Some 16,000 went to Britain last year. Around 21,753 fled to Australia in the hope of a better life, while 17,143 Irish people and their families won temporary work permits in the U.S. and Canada - the latter more popular now for its booming economy and better immigration prospects.
It's as though an asteroid hit Ireland and sent tens of thousands of us into the upper atmosphere.
I don't expect that most who found themselves arriving on foreign shores in the past 12 months think of their move as a positive development. More likely it felt like desperation.
We've been through this kind of severance before. The Great Hunger represents a Year Zero in Irish history. All of our experience as an exploited colony moves toward and away from that unspeakable disaster, making it the fulcrum on which our fate was written. There are other transformative events in our history of course, but none with its reach and scope.
The Great Hunger drew a dividing line under Irish history. More than the Flight of the Earls, more than the Plantation of Ulster even, the Famine broke the living link that connected us to our ancient past. It was the nuclear strike that decimated the Irish people and the Irish language.
For over 100 years those who lived through it and those who followed afterward flailed and faltered blindly, like blast victims in the aftermath of a bomb. Unable to countenance the disaster that befell them, a huge silence fell that ultimately corrupted our civic life and institutions.
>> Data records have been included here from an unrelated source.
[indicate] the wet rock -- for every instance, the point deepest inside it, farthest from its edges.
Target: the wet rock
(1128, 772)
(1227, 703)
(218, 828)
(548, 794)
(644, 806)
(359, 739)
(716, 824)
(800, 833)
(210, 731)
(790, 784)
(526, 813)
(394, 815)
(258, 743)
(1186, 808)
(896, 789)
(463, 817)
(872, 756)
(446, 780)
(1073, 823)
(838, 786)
It can be hard to see a crisis when you're standing near its center. But the collapse of the Celtic Tiger has been much more than just another economic challenge for a nation that has known many.
We're actually looking at something much more consequential than a temporary financial difficulty. We're looking at a generational severance that has almost no chance of repairing itself within the scope of one lifetime.
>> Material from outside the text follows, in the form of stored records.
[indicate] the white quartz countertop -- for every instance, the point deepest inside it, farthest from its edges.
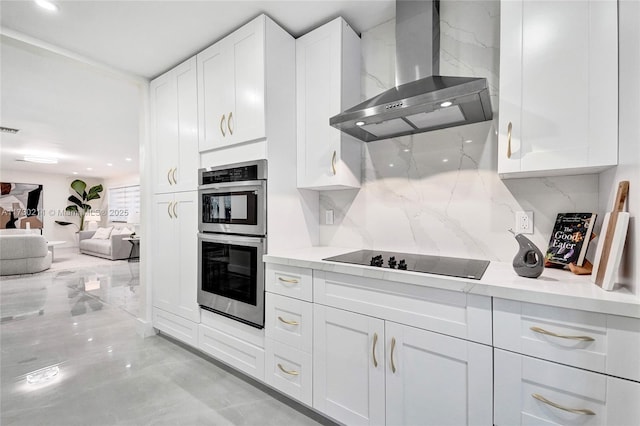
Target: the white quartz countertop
(554, 287)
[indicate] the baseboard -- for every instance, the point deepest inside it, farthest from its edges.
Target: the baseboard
(145, 328)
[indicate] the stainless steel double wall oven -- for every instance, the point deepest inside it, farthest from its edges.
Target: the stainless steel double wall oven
(232, 240)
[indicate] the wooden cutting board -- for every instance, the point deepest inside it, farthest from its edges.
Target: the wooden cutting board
(611, 242)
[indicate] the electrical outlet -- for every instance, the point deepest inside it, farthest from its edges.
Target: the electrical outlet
(524, 222)
(328, 217)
First came the Anglo Saxons, then came the church, then came the austerity and the International Monetary Fund. The horse changes riders, Yeats wrote, but the lash goes on.
It's worth remembering that you didn't invite any of these institutions to Ireland's shores, but your fate has been sealed by them before you were given a chance to have a say in the matter. The only vote you really have is where to direct your feet.
Or, at least, it has been until now.
You'll remember how Ireland's budget ended up being inspected in Berlin before it was announced in Dublin last year? That's the kind of thing that happens when you're forced to accept a $113 billion bailout package from the EU and the IMF as your Celtic Tiger turns into one of Europe’s teetering basket cases.
Recall that in the past when you left Ireland it took its leave of you too. We actually even called it an American Wake. Your family, neighbors and friends stopped by your home to mourn your passing, even though you were still standing in front of them.
It was a kind of death. It was a ghastly tradition, and one born of desperation, not strength.
In the past successive Irish governments have approached the global Irish diaspora like an ATM. You were hit up for a handout, then instantly forgotten about.
Irish governments are still doing that in 2013. They don't really care if it causes you some resentment. Once their Aer Lingus flight touches down in Dublin with your checks in hand, what does it matter what you felt about it?
This can't be allowed to continue. We have to insist now that if the Irish government wants our cash we have to become real participants in the political life of the nation.
After all, an emigrant can often untangle the issues that beset a nation more clearly than the people who are actually standing on its soil. Think of Senator George Mitchell. Think of James Joyce.
Our great writers and peace makers could do it, so why wouldn't it be true in the life of the nation now?
It is time for Ireland to harness the power and global influence of its diaspora, but this time the conversation will have to be two ways.
If you were fortunate enough to be born there you ought to be able to vote there, regardless of where you find yourself now through economic necessity or opportunity. You may be our best hope.